Рейбер продолжал думать о будущем Таруотера, и мысли эти были приятными, кроме тех моментов, когда, время от времени, в их ровное течение вторгалось лицо мальчика, такое, каким оно было сейчас. Эти внезапные заторы заставляли Рейбера вспоминать о бывшей жене. Он теперь редко думал о ней. Она не стала с ним разводиться, потому что боялась, как бы ребенка не оставили на ее попечении, и жила она теперь в самой дальней точке света, какую только смогла найти, в Японии, где работала в какой-то социальной конторе. Он понимал, что ему здорово повезло, когда он избавился от нее. Это она не дала ему вернуться и забрать Таруотера старика. Она бы, наверное, ничего не имела против того, чтобы взять его к себе, если бы не увидела его в тот день, когда они отправились в Паудерхед, чтобы сбить со старика спесь. Младенец выполз на порог за спиной у старого Таруотера, а потом спокойно сидел и смотрел, как старик поднял дробовик и выстрелил Рейберу сначала в ногу, а потом в ухо. Рейбер не видел его, а она видела и забыть это лицо уже не смогла. Дело было даже не в том, что ребенок оказался грязным, худым и мрачным. Ее глубоко поразило то, что, когда дробовик выстрелил, выражение его лица изменилось не больше, чем у старика.

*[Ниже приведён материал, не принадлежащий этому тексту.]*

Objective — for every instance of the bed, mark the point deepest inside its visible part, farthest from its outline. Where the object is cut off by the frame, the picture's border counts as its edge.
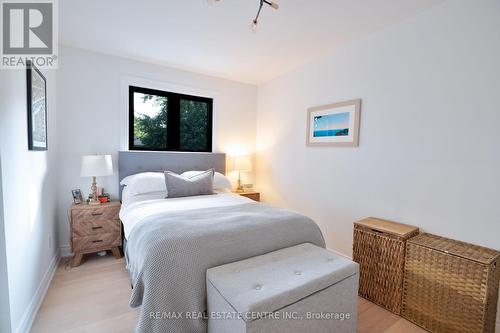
(170, 243)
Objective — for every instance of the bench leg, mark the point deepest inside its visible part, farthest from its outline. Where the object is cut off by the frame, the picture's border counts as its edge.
(116, 252)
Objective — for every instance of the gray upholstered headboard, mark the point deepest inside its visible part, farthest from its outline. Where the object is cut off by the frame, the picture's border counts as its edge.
(132, 162)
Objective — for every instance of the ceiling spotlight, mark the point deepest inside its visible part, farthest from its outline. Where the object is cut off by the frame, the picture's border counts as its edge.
(255, 21)
(272, 4)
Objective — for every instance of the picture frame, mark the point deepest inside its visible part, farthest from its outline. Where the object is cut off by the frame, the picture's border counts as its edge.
(77, 196)
(37, 108)
(335, 124)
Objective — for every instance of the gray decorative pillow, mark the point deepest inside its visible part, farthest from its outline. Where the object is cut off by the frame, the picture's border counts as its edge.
(179, 186)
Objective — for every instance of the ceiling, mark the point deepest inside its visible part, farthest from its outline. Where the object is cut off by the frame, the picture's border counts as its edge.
(215, 38)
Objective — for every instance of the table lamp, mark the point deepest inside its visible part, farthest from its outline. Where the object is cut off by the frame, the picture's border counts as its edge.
(242, 164)
(96, 166)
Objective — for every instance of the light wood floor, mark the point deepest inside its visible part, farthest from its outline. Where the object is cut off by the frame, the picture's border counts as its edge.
(93, 298)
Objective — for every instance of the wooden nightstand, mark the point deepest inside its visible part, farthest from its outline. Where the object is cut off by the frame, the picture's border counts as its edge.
(95, 229)
(250, 194)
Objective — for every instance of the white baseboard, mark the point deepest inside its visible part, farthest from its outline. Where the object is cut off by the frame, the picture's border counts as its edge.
(65, 251)
(30, 314)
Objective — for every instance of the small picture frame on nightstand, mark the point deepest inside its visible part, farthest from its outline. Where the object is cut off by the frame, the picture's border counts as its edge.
(77, 196)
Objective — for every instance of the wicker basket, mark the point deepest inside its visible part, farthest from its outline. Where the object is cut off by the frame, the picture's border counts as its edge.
(379, 249)
(450, 286)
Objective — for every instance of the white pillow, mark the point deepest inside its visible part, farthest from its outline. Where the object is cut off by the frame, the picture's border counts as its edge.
(145, 182)
(220, 181)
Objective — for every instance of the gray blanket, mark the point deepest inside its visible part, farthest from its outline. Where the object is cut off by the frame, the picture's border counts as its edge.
(168, 255)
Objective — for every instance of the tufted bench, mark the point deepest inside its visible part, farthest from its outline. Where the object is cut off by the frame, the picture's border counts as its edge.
(302, 288)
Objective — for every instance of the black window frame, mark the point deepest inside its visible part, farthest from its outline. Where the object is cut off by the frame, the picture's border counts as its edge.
(173, 119)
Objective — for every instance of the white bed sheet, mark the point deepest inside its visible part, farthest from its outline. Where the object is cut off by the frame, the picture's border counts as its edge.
(136, 208)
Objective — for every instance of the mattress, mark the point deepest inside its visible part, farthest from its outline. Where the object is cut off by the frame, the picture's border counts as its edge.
(139, 207)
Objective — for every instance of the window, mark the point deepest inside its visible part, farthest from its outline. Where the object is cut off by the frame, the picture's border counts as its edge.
(161, 120)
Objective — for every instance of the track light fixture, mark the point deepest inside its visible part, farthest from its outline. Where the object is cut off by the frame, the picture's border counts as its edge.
(255, 21)
(272, 4)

Она сказала, что, если бы в его лице не было ничего отталкивающего, она бы, поддавшись материнскому инстинкту, кинулась и схватила его. По дороге туда она думала, что именно так и поступит, и у нее бы хватило на это смелости, несмотря на стариков дробовик; но под взглядом этого ребенка она буквально примерзла к месту. Он был полной противоположностью всему, что обычно нравится человеку в детях. Она так не смогла объяснить своего внезапно возникшего чувства отвращения к нему, ибо в нем не было ни капли логики. У него был взгляд не ребенка, а взрослого; взрослого, пораженного неизлечимой душевной болезнью. Такие лица она видела на каких-то средневековых картинах, где мученикам отпиливали руки и ноги, а по выражению их лиц было понятно, что ничего существенно важного они не теряют. Она смотрела на сидящего в дверях ребенка, и у нее было такое ощущение, что, знай он, что в этот самый момент у него отнимают все его будущее, выражение его лица ничуть бы не изменилось. Ей показалось, что все глубины извращенности людской отразились на этом лице плюс смертный грех упрямого отречения от своего же собственного блага. Тогда Рейбер думал, что у нее просто разыгралось воображение, но теперь понимал, что это действительно было так. Она сказала, что не смогла бы жить в одном доме с человеком, у которого такое лицо; ей пришлось бы жизнь положить на то, чтобы изгнать с его лица этот презрительный и высокомерный взгляд.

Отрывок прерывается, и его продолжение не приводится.